The Lady in the carriage is sitting behind her driver, she is not doing anything other than keeping the sun out of her eyes, hands folded upon her purse, possibly napping.

Man with hand up on sidewalk, not smelling his breath, as the Lady to his right has placed her hand over part of her face, possibly neither wanting their photograph taken. Before Facial Recognition.

Below the sign City Candy Kitchen appears to be a group of Girls with umbrellas and hats, possibly a school field trip. To the left of South Streetcar 65, that of a man on a bicycle.

Note: Man in the Barber Chair & Barber. Also Block & Tackle rig, big hook hanging from roof of the Bank.

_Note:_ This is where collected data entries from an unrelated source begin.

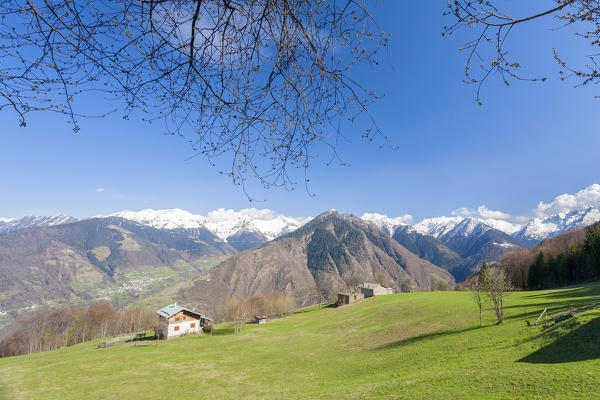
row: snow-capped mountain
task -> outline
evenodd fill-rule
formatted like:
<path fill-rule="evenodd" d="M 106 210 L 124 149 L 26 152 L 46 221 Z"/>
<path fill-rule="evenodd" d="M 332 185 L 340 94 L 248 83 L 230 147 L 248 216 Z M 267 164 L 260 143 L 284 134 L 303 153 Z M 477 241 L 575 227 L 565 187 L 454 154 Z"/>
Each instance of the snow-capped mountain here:
<path fill-rule="evenodd" d="M 111 217 L 125 218 L 142 225 L 158 229 L 196 229 L 206 228 L 219 238 L 227 241 L 229 237 L 242 233 L 256 233 L 267 240 L 292 232 L 310 218 L 294 218 L 277 214 L 271 210 L 245 209 L 240 211 L 219 208 L 206 216 L 194 215 L 180 209 L 121 211 Z"/>
<path fill-rule="evenodd" d="M 464 221 L 469 221 L 464 223 Z M 508 221 L 492 218 L 473 218 L 473 217 L 437 217 L 437 218 L 426 218 L 414 225 L 417 232 L 423 235 L 430 235 L 434 237 L 441 237 L 448 232 L 454 230 L 457 225 L 461 225 L 462 229 L 458 232 L 462 235 L 469 234 L 470 230 L 476 229 L 478 224 L 484 225 L 488 228 L 493 228 L 504 232 L 508 235 L 512 235 L 521 229 L 521 225 L 512 224 Z"/>
<path fill-rule="evenodd" d="M 390 218 L 383 214 L 366 213 L 362 215 L 361 219 L 375 224 L 379 229 L 389 233 L 391 236 L 399 227 L 410 226 L 406 222 L 412 219 L 412 216 L 407 214 L 400 217 Z"/>
<path fill-rule="evenodd" d="M 206 217 L 194 215 L 189 211 L 173 208 L 170 210 L 120 211 L 109 215 L 135 221 L 142 225 L 148 225 L 156 229 L 194 229 L 203 228 Z M 100 216 L 105 217 L 105 216 Z"/>
<path fill-rule="evenodd" d="M 554 237 L 571 229 L 584 228 L 598 221 L 600 221 L 600 210 L 589 207 L 585 210 L 558 213 L 546 218 L 534 217 L 514 236 L 528 245 L 535 245 L 548 237 Z"/>
<path fill-rule="evenodd" d="M 600 209 L 588 207 L 546 217 L 533 217 L 524 225 L 500 219 L 462 216 L 426 218 L 414 225 L 400 222 L 402 217 L 390 218 L 381 214 L 365 214 L 362 218 L 375 223 L 380 229 L 392 235 L 397 229 L 407 229 L 407 226 L 411 226 L 421 235 L 433 236 L 447 243 L 452 237 L 480 235 L 489 229 L 494 229 L 532 247 L 548 237 L 600 222 Z M 512 241 L 499 241 L 497 245 L 509 248 L 514 245 L 511 243 Z"/>
<path fill-rule="evenodd" d="M 22 218 L 0 218 L 0 234 L 17 231 L 37 226 L 55 226 L 76 222 L 77 219 L 66 214 L 57 214 L 51 217 L 36 217 L 26 215 Z"/>
<path fill-rule="evenodd" d="M 509 234 L 520 226 L 502 220 L 452 216 L 407 225 L 399 218 L 363 215 L 363 219 L 391 233 L 397 242 L 442 266 L 459 281 L 473 273 L 483 260 L 496 261 L 502 254 L 520 247 L 518 240 Z"/>
<path fill-rule="evenodd" d="M 421 235 L 429 235 L 439 239 L 462 221 L 464 221 L 463 217 L 426 218 L 418 224 L 413 225 L 413 228 Z"/>

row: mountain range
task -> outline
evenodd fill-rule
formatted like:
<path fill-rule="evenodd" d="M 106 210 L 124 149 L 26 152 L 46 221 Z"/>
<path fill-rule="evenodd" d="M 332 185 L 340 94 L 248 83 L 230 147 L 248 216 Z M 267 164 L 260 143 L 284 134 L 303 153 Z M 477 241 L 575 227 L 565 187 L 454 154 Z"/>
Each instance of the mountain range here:
<path fill-rule="evenodd" d="M 58 214 L 52 217 L 35 217 L 33 215 L 26 215 L 18 219 L 0 218 L 0 234 L 38 226 L 55 226 L 68 224 L 70 222 L 75 221 L 77 221 L 77 218 L 73 218 L 66 214 Z"/>
<path fill-rule="evenodd" d="M 396 289 L 453 285 L 483 260 L 600 221 L 600 211 L 589 207 L 524 225 L 462 216 L 405 220 L 334 210 L 297 218 L 256 209 L 0 218 L 0 331 L 35 307 L 94 298 L 128 304 L 171 288 L 169 296 L 179 291 L 198 304 L 283 290 L 305 305 L 318 284 L 341 290 L 351 276 L 377 275 Z"/>
<path fill-rule="evenodd" d="M 144 226 L 200 239 L 210 232 L 228 244 L 233 252 L 258 247 L 297 230 L 311 220 L 310 217 L 290 217 L 257 209 L 217 209 L 207 215 L 195 215 L 181 209 L 147 209 L 98 216 L 108 217 L 135 221 Z M 390 218 L 375 213 L 364 214 L 361 218 L 378 226 L 419 257 L 450 271 L 457 281 L 462 281 L 483 260 L 495 261 L 519 246 L 530 248 L 545 238 L 600 221 L 600 210 L 589 207 L 545 218 L 534 217 L 523 225 L 499 219 L 462 216 L 427 218 L 414 225 L 406 224 L 404 217 Z M 77 220 L 65 214 L 0 219 L 0 233 L 74 221 Z"/>
<path fill-rule="evenodd" d="M 156 229 L 185 232 L 194 235 L 206 229 L 228 242 L 238 251 L 266 243 L 292 232 L 311 220 L 311 217 L 290 217 L 271 210 L 247 209 L 241 211 L 217 209 L 207 215 L 196 215 L 181 209 L 121 211 L 96 218 L 117 217 L 138 222 Z M 543 239 L 562 232 L 589 226 L 600 221 L 600 210 L 588 207 L 583 210 L 561 212 L 546 217 L 533 217 L 525 224 L 513 224 L 493 218 L 435 217 L 409 225 L 403 217 L 382 214 L 363 214 L 362 219 L 372 222 L 390 235 L 398 229 L 410 227 L 417 233 L 446 242 L 452 237 L 470 235 L 492 228 L 513 239 L 504 237 L 499 244 L 513 243 L 526 247 L 539 244 Z M 0 234 L 36 226 L 56 226 L 77 221 L 76 218 L 58 214 L 51 217 L 25 216 L 20 219 L 0 218 Z M 468 221 L 468 222 L 465 222 Z"/>
<path fill-rule="evenodd" d="M 205 273 L 236 250 L 122 218 L 92 218 L 0 235 L 0 332 L 18 315 L 65 301 L 128 305 Z"/>
<path fill-rule="evenodd" d="M 180 296 L 203 308 L 226 297 L 283 292 L 298 306 L 315 304 L 319 293 L 332 300 L 337 291 L 376 279 L 400 290 L 449 288 L 446 270 L 419 258 L 376 225 L 351 214 L 325 212 L 292 233 L 238 253 L 194 282 Z"/>

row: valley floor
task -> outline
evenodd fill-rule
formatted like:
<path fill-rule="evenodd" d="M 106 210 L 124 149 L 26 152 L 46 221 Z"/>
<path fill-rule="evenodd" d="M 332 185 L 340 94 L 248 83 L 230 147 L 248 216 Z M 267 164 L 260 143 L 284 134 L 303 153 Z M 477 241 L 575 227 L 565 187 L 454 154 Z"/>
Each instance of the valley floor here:
<path fill-rule="evenodd" d="M 600 285 L 518 292 L 479 327 L 468 292 L 406 293 L 301 310 L 241 334 L 0 359 L 7 399 L 512 399 L 600 397 L 600 311 L 528 326 Z"/>

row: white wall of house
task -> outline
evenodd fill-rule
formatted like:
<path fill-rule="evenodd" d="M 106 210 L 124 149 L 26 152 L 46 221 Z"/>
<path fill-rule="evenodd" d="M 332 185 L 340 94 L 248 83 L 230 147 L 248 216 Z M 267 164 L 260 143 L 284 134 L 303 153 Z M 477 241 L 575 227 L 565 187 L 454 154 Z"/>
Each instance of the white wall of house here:
<path fill-rule="evenodd" d="M 192 328 L 192 324 L 195 326 Z M 179 327 L 179 330 L 175 330 L 175 327 Z M 202 332 L 199 319 L 192 319 L 180 322 L 169 322 L 167 326 L 167 339 L 171 339 L 184 334 L 196 334 Z"/>
<path fill-rule="evenodd" d="M 383 286 L 377 286 L 375 289 L 373 289 L 373 296 L 381 296 L 384 294 L 388 294 L 388 292 Z"/>

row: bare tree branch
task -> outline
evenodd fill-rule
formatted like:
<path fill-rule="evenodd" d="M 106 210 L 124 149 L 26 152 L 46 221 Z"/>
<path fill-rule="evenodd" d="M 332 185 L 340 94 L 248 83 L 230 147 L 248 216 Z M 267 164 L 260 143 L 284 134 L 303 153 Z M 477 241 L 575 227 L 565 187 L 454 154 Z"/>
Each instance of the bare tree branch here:
<path fill-rule="evenodd" d="M 478 31 L 475 38 L 461 48 L 468 50 L 465 66 L 465 82 L 477 86 L 477 101 L 481 104 L 481 88 L 488 78 L 499 75 L 504 84 L 511 80 L 545 81 L 546 77 L 526 77 L 521 73 L 522 64 L 509 58 L 507 40 L 513 29 L 519 25 L 553 16 L 562 25 L 582 27 L 579 37 L 589 40 L 592 47 L 600 47 L 600 1 L 598 0 L 552 0 L 554 6 L 540 5 L 540 10 L 524 17 L 513 17 L 511 12 L 500 10 L 498 0 L 469 1 L 448 0 L 445 15 L 454 22 L 444 27 L 443 35 L 455 33 L 460 28 Z M 508 6 L 505 6 L 508 7 Z M 591 27 L 591 28 L 590 28 Z M 600 53 L 600 52 L 598 52 Z M 561 79 L 575 77 L 577 86 L 600 81 L 600 70 L 596 58 L 598 53 L 588 56 L 589 62 L 583 67 L 569 67 L 561 59 L 558 51 L 554 57 L 562 67 Z M 475 63 L 479 63 L 478 67 Z M 565 75 L 568 73 L 569 75 Z"/>
<path fill-rule="evenodd" d="M 78 130 L 82 94 L 162 121 L 238 185 L 295 185 L 343 121 L 381 137 L 375 94 L 352 75 L 388 35 L 366 0 L 8 0 L 0 3 L 0 110 Z M 103 116 L 100 113 L 96 116 Z M 356 126 L 356 125 L 355 125 Z M 309 181 L 305 175 L 305 183 Z"/>

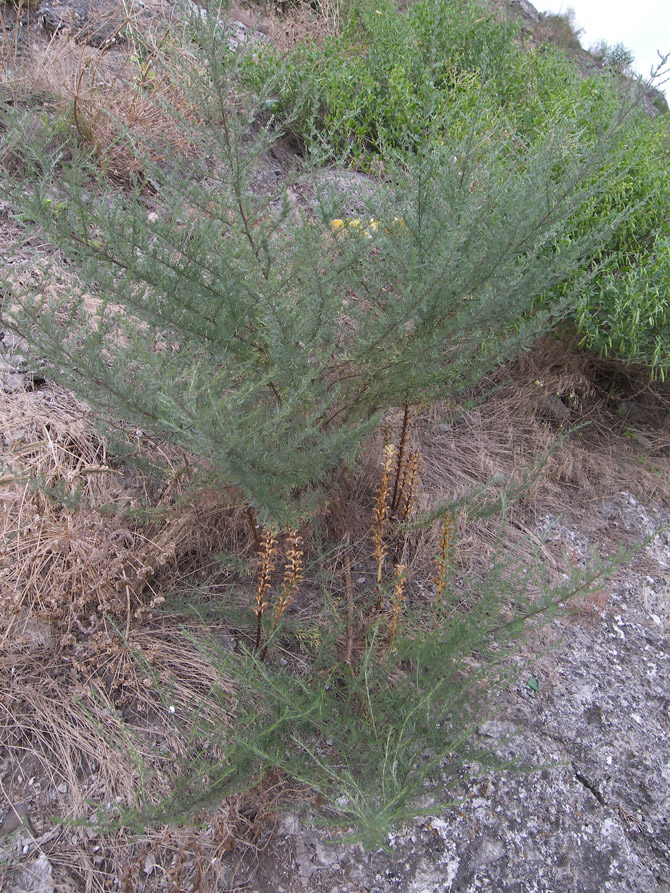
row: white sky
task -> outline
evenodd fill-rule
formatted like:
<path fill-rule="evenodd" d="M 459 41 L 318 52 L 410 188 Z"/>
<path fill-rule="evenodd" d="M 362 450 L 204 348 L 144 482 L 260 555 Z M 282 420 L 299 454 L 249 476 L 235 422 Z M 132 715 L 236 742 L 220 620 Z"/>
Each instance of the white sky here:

With the greatest respect I find I have to disagree with other posters. On closer inspection it would seem that the gentleman in front is wearing a uniform and therefore likely to be the chauffeur to the lady in the carriage. I would like to suggest that we are waiting for "Sir" who must be in the bank. It will also become obvious that madam is actually checking her text messages (no earphone leads)! I can't recall seeing the "screens" hanging round horses like this before. Dare I suggest that they maybe something of a "modesty blanket" that madame demands around her beautiful (and expensive) pair.

[That's fly netting on the horse. Seen here in a number of posts. - Dave]

Man on the street

The man at the far right side of the picture is asking himself the age old question "Does my breath stink?"


The lady in the carriage (under the barber shop windows) seems very focused on something in her hands. I wonder: could she be downloading Scott Joplin's "Solace" to her iPhone?

Take me away

What a fabulous photo. I love seeing the women and children out on the street enjoying life.

Parked at Busycorner

It looks to me as if "Busy Corner" is a compound word on the sign (not positive because a pole obscures the "C" of "corner"). If so, a neat turn that gives the sign even more character.

I noticed the little carriage parked ahead of the car in this transitional period from horse-and-buggy to internal combustion. I like the fastidious lady sitting in the back seat so she doesn't have to dirty her petticoats clambering over the wheel, while her husband sits in front ready to drive whenever the other passenger comes out of the store. I assume he's her husband and not a hired chauffeur because he isn't uniformed, but maybe that's not typical of the period.

This is an upper class lady, I think, because the horses are a matched pair (same color and size). Is she reading a book to pass the time, or just looking for something in her purse?

Lyrical title

It could be associated with a Holiday.

Busy Corner Drug Store

Medicine bottles from Sullivan & Slauson Busy Corner Drug Store have become collectables. Ricks Bottle Room has more info and photos.

Maybe someone else sees it but I'm having trouble figuring out what is Embraceable about the photo.

American Druggist and Pharmaceutical Record, 1901.

Buffalo Notes

The old drug establishment at the corner of Genesee and Lafayette streets. Utica, for a number of years known as McMillan's drug store, has been secured by Daniel J. Sullivan and John G. Slauson, and will be run under the firm name of Sullivan & Slauson. The members of the new firm are well known and popular. Mr. Sullivan was for years employed by John H. Sheehan & Co., and later by W. A. Teachout, but recently had charge of the prescription department of Crazier W. Hurlburt's drug store. He is a graduate of the New York College of Pharmacy. Mr. Slanson was for nine years employed by Howarth & Ballard as a prescription clerk. It is the intention of the new firm to remodel the store.